20 Soweit die niederländische Regierung vorträgt, die mit der Richtlinie
verfolgten Ziele könnten durch eine systematische Auslegung der
niederländischen Vorschriften erreicht werden, genügt die Feststellung, dass
die mit der Richtlinie angestrebten Ergebnisse aus den vom Generalanwalt in
den Nummern 26 bis 31 seiner Schlussanträge dargestellten Gründen beim
gegenwärtigen Stand des niederländischen Rechts nicht erreicht werden
können.
21 Zu dem Vorbringen der niederländischen Regierung, der Grundsatz der
richtlinienkonformen Auslegung der niederländischen Regelung, der vom Hoge
Raad der Nederlanden bestätigt worden sei, erlaube es jedenfalls,
Unterschiede zwischen den Bestimmungen des niederländischen Rechts und denen
der Richtlinie zu beheben, genügt der Hinweis, dass - wie der Generalanwalt
in Nummer 36 seiner Schlussanträge ausgeführt hat - eine etwa bestehende
nationale Rechtsprechung, die innerstaatliche Rechtsvorschriften in einem
Sinn auslegt, der als den Anforderungen einer Richtlinie entsprechend
angesehen wird, nicht die Klarheit und Bestimmtheit aufweisen kann, die
notwendig sind, um dem Erfordernis der Rechtssicherheit zu genügen. Dies
gilt ganz besonders im Bereich des Verbraucherschutzes.
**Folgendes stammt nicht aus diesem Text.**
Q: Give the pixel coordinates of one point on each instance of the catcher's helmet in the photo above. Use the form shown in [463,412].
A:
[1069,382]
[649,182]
22 Daher ist festzustellen, dass das Königreich der Niederlande dadurch
gegen seine Verpflichtungen aus der Richtlinie verstoßen hat, dass es nicht
die für eine vollständige Umsetzung der Artikel 4 Absatz 2 und 5 der
Richtlinie in das niederländische Recht erforderlichen Rechts- und
Verwaltungsvorschriften erlassen hat.